Under the new laws, “ghetto children” from the age of one must be separated from their families for at least 25 hours each week for instruction in “Danish values.” If families do not comply with this mandate, they will no longer be eligible for receiving social welfare. Danish citizens who are not from the areas are not required to enroll in this preschool program. One proposal still being debated would give discretion to courts to double the punishments for some crimes if the perpetrators are from the areas. Courts would also be allowed to use employment status, income, educational attainment, previous convictions, and ethnic background to increase punishments. Another pending proposal would levy a four-year prison sentence on immigrant parents who compel their children to make long trips back to their ethnic country of origin. The Government has derisively described these as “re-education trips.” A proposal already rejected would have confined children to their residences after 8pm, with the sponsoring DPP having argued that ankle bracelets would facilitate enforcement.

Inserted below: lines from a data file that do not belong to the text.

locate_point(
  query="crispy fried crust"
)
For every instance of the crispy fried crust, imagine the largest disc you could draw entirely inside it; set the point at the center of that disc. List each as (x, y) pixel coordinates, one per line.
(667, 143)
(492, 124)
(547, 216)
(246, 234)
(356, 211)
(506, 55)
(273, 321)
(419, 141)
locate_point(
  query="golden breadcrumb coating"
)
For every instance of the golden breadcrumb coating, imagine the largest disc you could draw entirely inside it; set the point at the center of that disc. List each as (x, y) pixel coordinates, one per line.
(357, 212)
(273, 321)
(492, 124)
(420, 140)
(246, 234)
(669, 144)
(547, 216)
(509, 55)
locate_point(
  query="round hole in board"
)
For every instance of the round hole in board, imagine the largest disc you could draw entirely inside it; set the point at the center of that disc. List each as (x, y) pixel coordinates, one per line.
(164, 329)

The areas are used as evidence of willful and insidious separation from mainstream society, but the Government originally placed most of the residents in them. Furthermore, it would be sensible for a civic program to be universally implemented for all citizens, yet this program is a targeted one applying only to the residents of the areas. If integration and national security are the principal concerns, it is ironic that citizens who can afford to live outside the areas would be exempt, since a lot of Islamist terrorism actually stems from educated, middle-class families, born-Muslim and converted. On both ethical and pragmatic fronts, these initiatives are wrong and misguided, but they are likely to be modeled by other countries.

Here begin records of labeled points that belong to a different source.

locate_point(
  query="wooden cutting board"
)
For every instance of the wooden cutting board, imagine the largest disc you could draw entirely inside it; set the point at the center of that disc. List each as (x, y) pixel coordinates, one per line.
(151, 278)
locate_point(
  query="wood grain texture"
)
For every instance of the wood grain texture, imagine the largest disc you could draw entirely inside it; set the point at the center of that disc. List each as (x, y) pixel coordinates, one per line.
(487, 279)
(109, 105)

Balancing Ideals and Democratic Consent
The paths for liberal European leaders moving forward are not easy. To sustain liberal electoral viability, mainstream leaders must recognize and acknowledge their mistakes and adjust policies accordingly. These steps are not a zero-sum game. A false choice has often been presented in the public arena, one that juxtaposes the untenable status quo versus a nightmarish illiberal reality. The terrible irony of this juxtaposition is that carelessly maintaining the former will inevitably lead to the latter. There is a rational middle to be found, in which mainstream leaders take tough and honest, but also humane, stances towards the immigration and migrant issues so as to hold off the illiberal and right-wing forces that would take advantage of them.

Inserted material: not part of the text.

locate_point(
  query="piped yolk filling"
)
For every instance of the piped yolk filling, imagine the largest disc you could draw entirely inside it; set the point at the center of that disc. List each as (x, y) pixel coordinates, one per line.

Europe cannot help all refugees, nor should it try. The strain on public resources and the ability for state and civil society to properly integrate them requires limits on the influx. So, too, does the principle of democratic consent. There shall remain a significant portion of European publics that continue to turn against further immigration, especially Muslim immigration, and liberal leaders, per democratic principle, must honor this lest they risk electoral extinction. This is not about bigotry. There needs to be a principled separation between immigration and domestic policy. Being more stringent about entry and asylum acceptance has nothing to do with maintaining liberal domestic norms. Once again, ignoring the former will lead to an illiberal, democratic decay of the latter. Balancing ideals and democratic consent is the only way to keep liberal Europe from being undone by destructive forces from within and without.